S’agissant d’abord des infractions s’accompagnant de manœuvres de dissimulation, l’exemple type est celui de l’abus de biens sociaux. En effet à raison de la nature occulte de ce délit, un délai de prescription de trois ans à compter du jour de sa consommation n'aurait pas permis, dans la plupart des cas, d'exercer des poursuites contre son auteur qui aurait ainsi bénéficié d'une impunité inacceptable. C'est pourquoi la Cour de cassation s'est efforcée de retarder le point de départ de la prescription. Cette jurisprudence a connu une évolution qui s'est déroulée en trois phases.
Dans un premier temps la Cour de cassation a retardé le point de départ de la prescription triennale au jour où le délit est apparu et a pu être constaté, c’est à dire au jour de la découverteNote .
Dans un deuxième temps la Cour de cassation a précisé que le point de départ de la prescription triennale doit être fixé au jour où le délit est apparu et a pu être constaté dans des conditions permettant l'exercice de l'action publique, en d’autres termes, par les seules personnes habilitées à mettre cette action en mouvement : les victimes et le ministère publicNote .
Enfin la chambre criminelle s’est fondée sur les dispositions du Code de commerce pour décider que le délai de prescription de l'action publique du chef d'abus de biens sociaux ne commence à courir, sauf dissimulation, qu'à compter de la présentation des comptes annuels par lesquels les dépenses litigieuses sont mises indûment à la charge de la sociétéNote .
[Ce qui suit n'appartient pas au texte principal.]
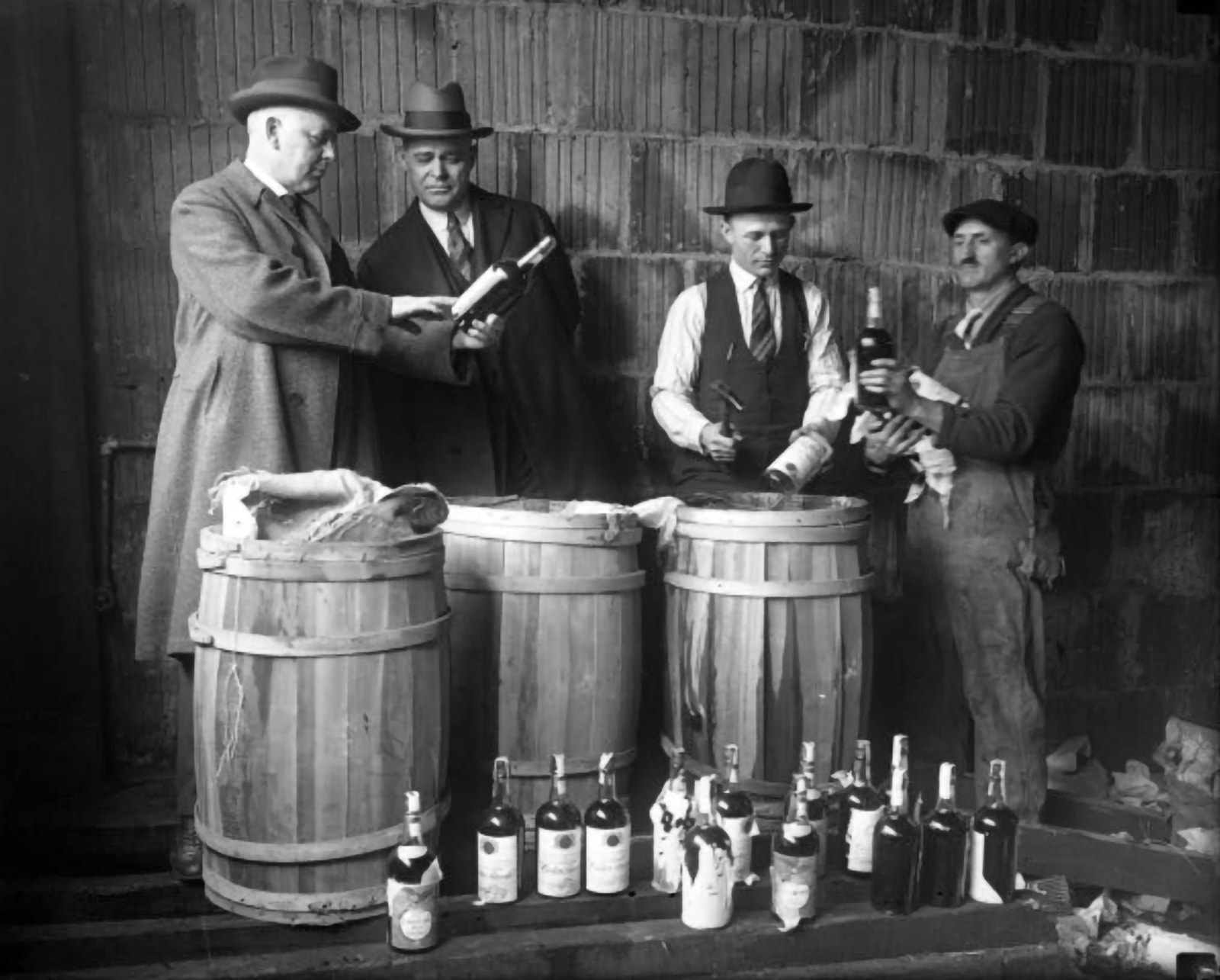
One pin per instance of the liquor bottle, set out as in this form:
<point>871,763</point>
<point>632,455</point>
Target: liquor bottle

S’agissant ensuite des infractions instantanées qui s’exécutent sous forme de remises successives de fonds ou d'actes réitérés, on peut citer l’escroquerie, le trafic d’influence, le délit de prise illégale d’intérêt et le délit de corruptionNote . Concernant ce dernier délit, il est admis, depuis la réforme de 1943, qu’il est pleinement consommé, dès que le fonctionnaire a sollicité des dons, des présents ou des promesses ou dès que le corrupteur a formulé des propositions illicites.
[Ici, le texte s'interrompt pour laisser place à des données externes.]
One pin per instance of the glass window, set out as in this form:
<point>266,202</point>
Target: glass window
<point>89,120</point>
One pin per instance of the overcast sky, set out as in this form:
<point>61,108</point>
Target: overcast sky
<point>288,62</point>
Or c’est ce point de départ retardé du délai de prescription qui a posé un problème. La difficulté apparaît spécialement dans le cas d'un pacte délictueux remontant à plus de trois années, mais dont l'exécution échelonnée se poursuit actuellement : l'activité présente du corrupteur et du corrompu n'échappe-t-elle pas à l'action publique, au prétexte que l'accord initial est maintenant hors d'atteinte de la loi pénale ?Note
Pour empêcher l’accomplissement éventuel de la prescription, la Cour de cassation a décidé que si le délit de corruption est une infraction instantanée, consommée dès la conclusion du pacte de corruption entre le corrupteur et le corrompu, il se renouvelle à chaque acte d'exécution dudit pacte. Cette solution a été reprise par plusieurs arrêtes qui utilisent la même formule, à savoir :« Des délits successifs se sont renouvelés aussi longtemps qu'a existé le concert frauduleux »Note .
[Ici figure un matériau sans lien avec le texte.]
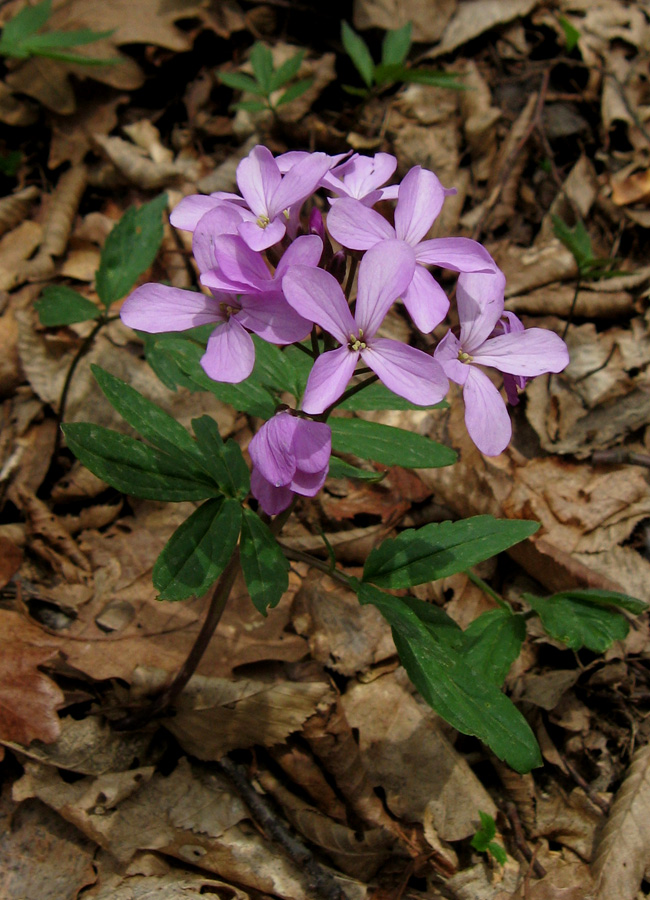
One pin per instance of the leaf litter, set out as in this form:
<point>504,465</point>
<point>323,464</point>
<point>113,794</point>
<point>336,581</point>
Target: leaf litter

D’après le professeur Vitu Cette solution ne contredit nullement l'affirmation, toujours exacte, que la corruption de personnes chargées d'une fonction publique est une infraction instantanée. Il ajoute que le législateur « attache équivalemment la qualification de corruption consommée à la sollicitation d'une rémunération, à l'acceptation d'offres ou de promesses, et à la réception de dons ou de présents : ces divers moments, qui peuvent être séparés dans le temps par des intervalles plus ou moins longs, caractérisent tous identiquement l'accomplissement de la corruption; à chaque manifestation de la volonté coupable, le délit se manifeste à nouveau complètement »Note.

A notre sens, deux remarques doivent être faites à ce niveau. La première est relative au législateur tunisien qui ne retarde pas le point de départ des infractions instantanées. Cette solution respecte certes la règle de l’interprétation stricte de la loi mais elle a pour inconvénient d’empêcher la répression des faits de corruption.
La deuxième est destinée aux deux législateurs, il est temps, en effet, que les délais de prescription soient allongés afin d’éviter qu’ils soient un obstacle à la répression. Nous proposons que ce délai soit porté à cinq ans en matière de délit et à quinze ans en matière de crime.